Kalina discovered a column last February in the Penn student newspaper in which first-generation student James Fisher wrote that even with financial aid, it's hard for him to get everything he needs. He credited the FGLI program, which "helped me a lot because I know damn well that I could not pay for all of my textbooks without missing a meal or not having toilet paper."
The girls became convinced that lack of toiletries was a problem, Gay said.
Sasha concurred. "We tried to put ourselves in the shoes of first-generation students," she said. "My family always provides for me. What students go through must be stressful."
To collect feminine products, the eighth graders solicited in classrooms at Greenfield Elementary, which is named after local philanthropist Albert Greenfield, coincidentally the namesake of Greenfield Intercultural Center at Penn, where the FGLI offices are housed.
Some of the younger students didn't know what the products were, but their parents, who'd read the flyer the teen collectors had generated, understood what was being requested. Parents simply told their kids to carry mysterious boxes of products to school, and the children complied, Peron said.
"They just had no clue," she laughed.
John Neary, a Greenfield language arts teacher and mentor for the school's community service club, acknowledged, "It's an unusual drive and the students are not sure how it'll resonate in the community."
Laura Otten, director of the Nonprofit Center at La Salle University's School of Business, said she "can't come up" with another example of young teens helping college students in such a way. Katherina Rosqueta, founding executive director of the Center for High Impact Philanthropy at Penn, also was stumped to find a precedent. But she said she understood the girls' impetus.

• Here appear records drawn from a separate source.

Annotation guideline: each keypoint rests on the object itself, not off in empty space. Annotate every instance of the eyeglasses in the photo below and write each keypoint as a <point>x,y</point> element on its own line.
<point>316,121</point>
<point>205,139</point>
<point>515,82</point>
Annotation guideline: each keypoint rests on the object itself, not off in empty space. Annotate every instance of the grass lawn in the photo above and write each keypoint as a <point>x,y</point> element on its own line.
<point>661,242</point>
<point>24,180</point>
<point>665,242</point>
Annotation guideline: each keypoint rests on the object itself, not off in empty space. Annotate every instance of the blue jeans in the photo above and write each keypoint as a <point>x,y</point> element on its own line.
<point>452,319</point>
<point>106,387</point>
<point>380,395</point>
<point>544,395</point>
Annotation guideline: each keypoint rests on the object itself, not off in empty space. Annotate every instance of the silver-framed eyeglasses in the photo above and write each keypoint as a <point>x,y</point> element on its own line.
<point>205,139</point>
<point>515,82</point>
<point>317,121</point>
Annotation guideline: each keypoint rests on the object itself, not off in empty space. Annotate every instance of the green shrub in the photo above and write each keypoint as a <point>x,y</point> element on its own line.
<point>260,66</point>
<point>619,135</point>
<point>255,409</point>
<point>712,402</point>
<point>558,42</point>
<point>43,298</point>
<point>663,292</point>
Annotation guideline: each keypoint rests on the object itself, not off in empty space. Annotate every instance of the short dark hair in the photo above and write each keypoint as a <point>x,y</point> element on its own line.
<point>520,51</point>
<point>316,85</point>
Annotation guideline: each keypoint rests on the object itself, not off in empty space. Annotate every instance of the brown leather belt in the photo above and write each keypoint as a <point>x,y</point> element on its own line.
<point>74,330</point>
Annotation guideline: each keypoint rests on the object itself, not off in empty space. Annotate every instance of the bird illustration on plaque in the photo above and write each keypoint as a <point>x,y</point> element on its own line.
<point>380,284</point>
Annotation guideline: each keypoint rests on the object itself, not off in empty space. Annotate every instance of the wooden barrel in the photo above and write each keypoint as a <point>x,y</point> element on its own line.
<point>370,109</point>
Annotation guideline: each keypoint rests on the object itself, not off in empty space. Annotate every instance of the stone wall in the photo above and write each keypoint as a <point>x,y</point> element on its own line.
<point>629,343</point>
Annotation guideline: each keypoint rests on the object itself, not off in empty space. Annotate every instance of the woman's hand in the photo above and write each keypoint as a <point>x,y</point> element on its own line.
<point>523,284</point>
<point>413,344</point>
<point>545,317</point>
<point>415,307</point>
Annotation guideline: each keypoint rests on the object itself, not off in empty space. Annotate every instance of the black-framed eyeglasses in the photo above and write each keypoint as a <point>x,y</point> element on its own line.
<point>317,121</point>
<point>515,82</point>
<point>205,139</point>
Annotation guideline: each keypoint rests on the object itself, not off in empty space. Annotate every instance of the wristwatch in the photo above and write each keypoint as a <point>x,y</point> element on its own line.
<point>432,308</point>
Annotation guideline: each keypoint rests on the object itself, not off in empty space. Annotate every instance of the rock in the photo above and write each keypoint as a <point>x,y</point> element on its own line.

"If there's something that would resonate with a 13-year-old girl who may have just had her first period, it would be that a woman wouldn't be able to afford a tampon," Rosqueta said. "What prompts people to give is when they understand the need."
In September, Peron had reached out to FGLI. A person listed as a FGLI program staff member replied to Peron by email, "We would be happy to accept donations of feminine hygiene products …"
She and the girls were surprised when Penn declined the supplies.
The Rev. William Gipson, associate vice provost for equity and access at Penn, praised the teenagers' initiative, but said that the staffer who agreed to accept the tampons is a part-time worker who "doesn't speak for Penn." He added that Penn "has no process in place" to accept the donation without "guidelines" to be certain the school wasn't "violating any rules."
Gay said the school believes it can provide toiletries for its own students, and that "they were embarrassed by taking resources from a public school that would be perceived as having greater need than Penn. It sounded like something political."
As it happens, Penn students themselves have demonstrated an awareness of the expense of hygiene products. A student club known as the Penn Period Project provides menstrual products for the homeless in West Philadelphia.
Ultimately, Gay decided she would accept Penn's offer to dispatch FGLI students to help Iris and Sasha transfer the toiletries to a charity. A GoFundMe account that raised more than $3,000 in Kalina's name, organized by Gay's nephew, will likely go to a charity, too.
Like Gay, Iris said she's on board: "In the end, the resources we collected are still going to people in need of them."
Gay was pleased with Iris' response, as well as her work with Sasha.